Manfred comments on Approval-directed agents - Less Wrong Discussion

9 Post author: paulfchristiano 12 December 2014 10:38PM

You are viewing a comment permalink. View the original post to see all comments and the full post content.

Comments (22)

You are viewing a single comment's thread.

Comment author: Manfred 13 December 2014 07:53:38AM 2 points [-]

Commenting with Medium feels like it would be reverse anonymity - if you merely see my real name and facebook profile, you won't know who I am :P

It's tempting to drag in utility functions over actions. So I will. VNM proved that VNM-rational agents have them, after all. Rather than trying to learn my utility function over outcomes, you seem to be saying, why not try to learn my utility function over actions?

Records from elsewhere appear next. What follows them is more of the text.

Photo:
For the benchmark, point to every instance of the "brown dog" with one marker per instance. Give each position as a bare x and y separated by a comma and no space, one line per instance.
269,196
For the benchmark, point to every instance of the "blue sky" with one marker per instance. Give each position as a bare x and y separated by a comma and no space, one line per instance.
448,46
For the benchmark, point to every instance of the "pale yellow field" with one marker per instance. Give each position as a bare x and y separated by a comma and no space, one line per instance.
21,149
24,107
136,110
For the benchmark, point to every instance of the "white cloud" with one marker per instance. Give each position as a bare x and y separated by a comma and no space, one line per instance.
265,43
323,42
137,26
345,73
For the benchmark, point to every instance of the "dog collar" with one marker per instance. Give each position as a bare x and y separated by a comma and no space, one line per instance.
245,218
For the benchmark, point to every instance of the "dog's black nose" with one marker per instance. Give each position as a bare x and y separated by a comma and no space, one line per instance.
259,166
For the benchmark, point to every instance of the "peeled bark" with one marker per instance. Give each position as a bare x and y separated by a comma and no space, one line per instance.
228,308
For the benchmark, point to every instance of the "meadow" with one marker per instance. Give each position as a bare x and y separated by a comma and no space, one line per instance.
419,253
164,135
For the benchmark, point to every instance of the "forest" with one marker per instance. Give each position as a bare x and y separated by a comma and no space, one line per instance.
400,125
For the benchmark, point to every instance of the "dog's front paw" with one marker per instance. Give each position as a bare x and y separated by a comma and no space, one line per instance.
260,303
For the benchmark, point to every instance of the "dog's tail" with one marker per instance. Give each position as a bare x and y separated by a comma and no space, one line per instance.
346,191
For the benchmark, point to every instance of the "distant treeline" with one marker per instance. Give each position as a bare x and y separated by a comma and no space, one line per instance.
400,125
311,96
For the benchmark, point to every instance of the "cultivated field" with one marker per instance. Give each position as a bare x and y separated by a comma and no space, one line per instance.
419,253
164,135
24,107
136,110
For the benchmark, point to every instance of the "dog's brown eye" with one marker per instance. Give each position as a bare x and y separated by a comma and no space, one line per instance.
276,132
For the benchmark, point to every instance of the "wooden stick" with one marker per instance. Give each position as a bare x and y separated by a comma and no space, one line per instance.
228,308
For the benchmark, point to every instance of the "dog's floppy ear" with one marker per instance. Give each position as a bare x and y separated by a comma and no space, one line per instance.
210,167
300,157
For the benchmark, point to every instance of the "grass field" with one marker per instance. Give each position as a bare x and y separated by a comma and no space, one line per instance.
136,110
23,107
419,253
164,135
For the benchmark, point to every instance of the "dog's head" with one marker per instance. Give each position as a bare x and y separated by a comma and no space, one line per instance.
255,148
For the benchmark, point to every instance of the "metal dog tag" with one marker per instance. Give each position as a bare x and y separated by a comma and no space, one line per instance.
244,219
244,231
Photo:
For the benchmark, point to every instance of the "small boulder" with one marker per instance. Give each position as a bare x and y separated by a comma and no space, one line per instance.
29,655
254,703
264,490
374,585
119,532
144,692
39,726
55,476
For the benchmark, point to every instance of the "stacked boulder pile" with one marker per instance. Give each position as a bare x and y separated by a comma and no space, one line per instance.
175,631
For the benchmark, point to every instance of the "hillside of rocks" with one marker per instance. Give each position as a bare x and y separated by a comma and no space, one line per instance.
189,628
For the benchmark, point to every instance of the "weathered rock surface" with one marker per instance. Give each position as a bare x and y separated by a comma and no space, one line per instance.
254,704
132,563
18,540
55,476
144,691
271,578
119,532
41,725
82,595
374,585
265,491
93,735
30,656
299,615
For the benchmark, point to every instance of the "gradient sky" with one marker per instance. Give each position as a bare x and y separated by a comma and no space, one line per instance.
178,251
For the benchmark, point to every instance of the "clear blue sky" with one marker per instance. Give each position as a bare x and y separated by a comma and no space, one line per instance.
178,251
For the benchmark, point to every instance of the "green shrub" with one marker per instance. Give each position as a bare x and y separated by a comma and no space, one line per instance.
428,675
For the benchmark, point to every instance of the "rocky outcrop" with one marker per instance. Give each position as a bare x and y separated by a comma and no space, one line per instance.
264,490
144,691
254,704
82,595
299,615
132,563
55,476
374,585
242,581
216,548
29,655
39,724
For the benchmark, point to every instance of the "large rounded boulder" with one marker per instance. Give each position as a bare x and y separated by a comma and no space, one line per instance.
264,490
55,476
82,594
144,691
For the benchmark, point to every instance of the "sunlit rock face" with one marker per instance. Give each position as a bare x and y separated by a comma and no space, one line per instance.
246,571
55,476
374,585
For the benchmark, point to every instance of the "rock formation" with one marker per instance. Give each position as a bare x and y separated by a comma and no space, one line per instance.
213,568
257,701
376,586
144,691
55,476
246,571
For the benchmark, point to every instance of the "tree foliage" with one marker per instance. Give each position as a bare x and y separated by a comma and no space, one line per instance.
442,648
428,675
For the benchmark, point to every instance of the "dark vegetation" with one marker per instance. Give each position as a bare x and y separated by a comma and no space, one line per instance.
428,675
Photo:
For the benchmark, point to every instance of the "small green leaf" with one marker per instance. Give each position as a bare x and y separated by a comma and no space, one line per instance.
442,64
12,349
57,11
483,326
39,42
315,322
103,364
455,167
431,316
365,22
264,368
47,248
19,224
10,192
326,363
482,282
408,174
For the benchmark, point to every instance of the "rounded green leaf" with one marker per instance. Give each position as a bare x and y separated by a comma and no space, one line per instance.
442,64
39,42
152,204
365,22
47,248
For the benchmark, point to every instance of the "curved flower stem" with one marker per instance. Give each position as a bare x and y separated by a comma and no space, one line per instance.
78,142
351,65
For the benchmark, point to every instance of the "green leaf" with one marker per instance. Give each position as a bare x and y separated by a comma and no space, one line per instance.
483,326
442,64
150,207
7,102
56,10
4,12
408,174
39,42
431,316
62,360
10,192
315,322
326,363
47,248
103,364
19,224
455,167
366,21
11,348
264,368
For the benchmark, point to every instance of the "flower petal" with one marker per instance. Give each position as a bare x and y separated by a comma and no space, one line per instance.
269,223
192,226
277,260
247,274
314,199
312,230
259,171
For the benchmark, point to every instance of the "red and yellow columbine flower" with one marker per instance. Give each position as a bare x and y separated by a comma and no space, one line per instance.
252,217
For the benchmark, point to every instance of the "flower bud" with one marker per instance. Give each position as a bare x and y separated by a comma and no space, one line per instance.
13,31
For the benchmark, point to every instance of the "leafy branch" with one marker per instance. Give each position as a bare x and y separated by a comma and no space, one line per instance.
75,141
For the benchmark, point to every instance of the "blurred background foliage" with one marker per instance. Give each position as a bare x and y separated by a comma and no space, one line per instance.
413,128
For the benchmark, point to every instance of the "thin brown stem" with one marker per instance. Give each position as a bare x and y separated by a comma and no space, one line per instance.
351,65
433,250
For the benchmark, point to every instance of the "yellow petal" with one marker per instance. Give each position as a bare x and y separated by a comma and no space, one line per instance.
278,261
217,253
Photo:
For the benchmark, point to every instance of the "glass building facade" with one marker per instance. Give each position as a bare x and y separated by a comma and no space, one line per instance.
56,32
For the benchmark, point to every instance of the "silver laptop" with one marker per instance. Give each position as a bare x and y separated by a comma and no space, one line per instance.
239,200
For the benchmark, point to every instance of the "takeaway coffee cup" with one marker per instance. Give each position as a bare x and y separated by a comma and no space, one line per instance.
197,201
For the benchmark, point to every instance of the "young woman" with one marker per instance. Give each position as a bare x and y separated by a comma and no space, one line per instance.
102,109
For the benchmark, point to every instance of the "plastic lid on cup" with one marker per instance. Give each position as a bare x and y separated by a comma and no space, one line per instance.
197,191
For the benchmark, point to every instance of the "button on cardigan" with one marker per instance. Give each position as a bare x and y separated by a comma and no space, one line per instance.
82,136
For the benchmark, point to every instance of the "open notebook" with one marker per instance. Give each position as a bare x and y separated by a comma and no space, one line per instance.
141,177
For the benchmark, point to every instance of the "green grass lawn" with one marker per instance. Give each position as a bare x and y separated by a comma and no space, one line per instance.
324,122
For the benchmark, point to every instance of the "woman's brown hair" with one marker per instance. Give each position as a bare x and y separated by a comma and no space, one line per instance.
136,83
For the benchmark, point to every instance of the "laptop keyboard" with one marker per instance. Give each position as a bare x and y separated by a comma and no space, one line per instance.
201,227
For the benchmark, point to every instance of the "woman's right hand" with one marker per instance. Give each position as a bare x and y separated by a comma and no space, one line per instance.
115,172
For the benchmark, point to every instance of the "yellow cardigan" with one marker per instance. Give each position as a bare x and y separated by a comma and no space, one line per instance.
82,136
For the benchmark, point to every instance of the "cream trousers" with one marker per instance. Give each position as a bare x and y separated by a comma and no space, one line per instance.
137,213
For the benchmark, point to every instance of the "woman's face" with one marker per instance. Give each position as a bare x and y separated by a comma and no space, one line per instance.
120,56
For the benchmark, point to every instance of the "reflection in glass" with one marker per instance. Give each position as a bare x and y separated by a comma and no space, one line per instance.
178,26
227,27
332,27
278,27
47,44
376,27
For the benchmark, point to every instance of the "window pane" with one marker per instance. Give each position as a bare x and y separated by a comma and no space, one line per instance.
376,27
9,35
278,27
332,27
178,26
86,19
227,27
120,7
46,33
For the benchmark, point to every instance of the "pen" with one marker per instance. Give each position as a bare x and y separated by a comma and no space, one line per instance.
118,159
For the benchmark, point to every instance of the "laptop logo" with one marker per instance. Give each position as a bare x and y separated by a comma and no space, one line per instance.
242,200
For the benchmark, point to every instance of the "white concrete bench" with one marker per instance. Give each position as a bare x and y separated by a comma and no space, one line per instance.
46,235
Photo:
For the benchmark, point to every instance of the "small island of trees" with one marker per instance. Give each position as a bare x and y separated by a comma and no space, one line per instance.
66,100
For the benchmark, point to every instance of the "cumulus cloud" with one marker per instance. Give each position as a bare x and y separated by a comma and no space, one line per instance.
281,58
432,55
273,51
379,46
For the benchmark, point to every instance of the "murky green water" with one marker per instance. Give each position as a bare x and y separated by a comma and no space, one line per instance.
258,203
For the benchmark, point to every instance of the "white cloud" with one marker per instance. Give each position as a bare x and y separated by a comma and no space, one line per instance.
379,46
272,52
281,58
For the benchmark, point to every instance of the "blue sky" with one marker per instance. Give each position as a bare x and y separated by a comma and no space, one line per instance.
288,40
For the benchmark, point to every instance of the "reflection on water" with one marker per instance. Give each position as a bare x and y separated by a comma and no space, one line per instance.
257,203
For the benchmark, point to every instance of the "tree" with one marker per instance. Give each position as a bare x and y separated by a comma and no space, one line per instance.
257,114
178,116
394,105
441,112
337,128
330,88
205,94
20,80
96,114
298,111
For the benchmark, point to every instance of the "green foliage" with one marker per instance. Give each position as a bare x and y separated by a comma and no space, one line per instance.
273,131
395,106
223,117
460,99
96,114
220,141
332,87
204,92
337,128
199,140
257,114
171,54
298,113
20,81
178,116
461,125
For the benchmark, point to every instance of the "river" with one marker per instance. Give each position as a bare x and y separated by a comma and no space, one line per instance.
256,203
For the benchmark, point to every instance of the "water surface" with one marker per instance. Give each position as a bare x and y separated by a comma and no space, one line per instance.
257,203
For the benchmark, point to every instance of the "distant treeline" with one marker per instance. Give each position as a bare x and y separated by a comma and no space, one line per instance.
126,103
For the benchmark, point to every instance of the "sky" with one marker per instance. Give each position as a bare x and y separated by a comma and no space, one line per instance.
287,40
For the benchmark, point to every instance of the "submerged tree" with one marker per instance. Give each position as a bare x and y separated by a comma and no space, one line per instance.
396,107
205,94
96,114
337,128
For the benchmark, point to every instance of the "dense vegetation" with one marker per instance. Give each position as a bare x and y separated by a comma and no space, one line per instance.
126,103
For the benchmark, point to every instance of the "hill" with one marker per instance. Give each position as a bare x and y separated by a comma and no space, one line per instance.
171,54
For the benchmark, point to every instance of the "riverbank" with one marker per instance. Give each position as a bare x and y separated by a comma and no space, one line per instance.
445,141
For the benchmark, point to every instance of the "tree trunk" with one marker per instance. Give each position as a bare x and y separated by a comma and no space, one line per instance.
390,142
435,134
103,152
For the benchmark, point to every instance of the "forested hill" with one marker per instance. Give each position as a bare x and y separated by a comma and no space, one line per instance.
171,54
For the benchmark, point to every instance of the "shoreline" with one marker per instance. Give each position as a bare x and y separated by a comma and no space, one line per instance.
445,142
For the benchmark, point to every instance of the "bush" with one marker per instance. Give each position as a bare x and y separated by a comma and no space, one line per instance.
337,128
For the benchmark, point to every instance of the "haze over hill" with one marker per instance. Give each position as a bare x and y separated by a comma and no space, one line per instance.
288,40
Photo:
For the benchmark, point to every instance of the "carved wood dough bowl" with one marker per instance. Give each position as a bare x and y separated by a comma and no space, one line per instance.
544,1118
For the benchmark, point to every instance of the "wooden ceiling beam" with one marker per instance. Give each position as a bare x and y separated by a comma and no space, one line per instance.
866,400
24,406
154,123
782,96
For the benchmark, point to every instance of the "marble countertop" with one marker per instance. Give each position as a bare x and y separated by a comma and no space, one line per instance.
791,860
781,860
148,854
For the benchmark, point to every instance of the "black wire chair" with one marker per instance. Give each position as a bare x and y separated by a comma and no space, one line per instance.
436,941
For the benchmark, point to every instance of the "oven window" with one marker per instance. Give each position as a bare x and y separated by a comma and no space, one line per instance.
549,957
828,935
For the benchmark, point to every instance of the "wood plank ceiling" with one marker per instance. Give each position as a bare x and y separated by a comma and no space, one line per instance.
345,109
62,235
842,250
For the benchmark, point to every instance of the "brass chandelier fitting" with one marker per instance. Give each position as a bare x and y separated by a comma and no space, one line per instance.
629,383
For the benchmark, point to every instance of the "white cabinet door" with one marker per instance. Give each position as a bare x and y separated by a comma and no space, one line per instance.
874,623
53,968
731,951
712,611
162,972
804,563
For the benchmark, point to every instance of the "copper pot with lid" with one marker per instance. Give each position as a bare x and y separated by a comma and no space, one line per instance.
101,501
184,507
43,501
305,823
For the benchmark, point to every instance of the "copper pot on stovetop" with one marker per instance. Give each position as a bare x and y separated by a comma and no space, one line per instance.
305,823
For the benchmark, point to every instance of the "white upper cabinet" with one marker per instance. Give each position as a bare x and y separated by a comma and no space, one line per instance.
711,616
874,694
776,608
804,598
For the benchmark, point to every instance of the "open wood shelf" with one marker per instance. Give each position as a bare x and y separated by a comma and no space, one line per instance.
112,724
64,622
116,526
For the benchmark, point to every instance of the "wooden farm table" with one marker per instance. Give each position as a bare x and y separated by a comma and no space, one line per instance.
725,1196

These seem somewhat equivalent - one should be a transform of the other. And what seems odd is that you're arguing (reasonably) that using limited resources to learn the utility function over actions performs better than using those resources to learn the utility function over outcomes - even according to the utility function over outcomes!

I wonder if there's a theorem here.

Comment author: paulfchristiano 20 December 2014 03:08:05AM 0 points [-]

Note that the agent is never faced with a gamble over actions---it can choose to deterministically take whatever action it desires. So while VNM gives you a utility function over actions, it is probably uninteresting.

The broader point---that we are learning some transform of preferences, rather than learning preferences directly---seems true. I think this is an issue that people in AI have had some (limited) contacted with. Some algorithms learn "what a human would do" (e.g. learning to play go by predicting human go moves and doing what you think a human would do). Other algorithms, (inverse reinforcement learning) learn what values explain what a human would do, and then pursue those. I think the conventional view is that inverse reinforcement learning is harder, but can yield more robust policies that generalize better. Our situation seems to be somewhat different, and it might be interesting to understand why and to explore the comparison more thoroughly.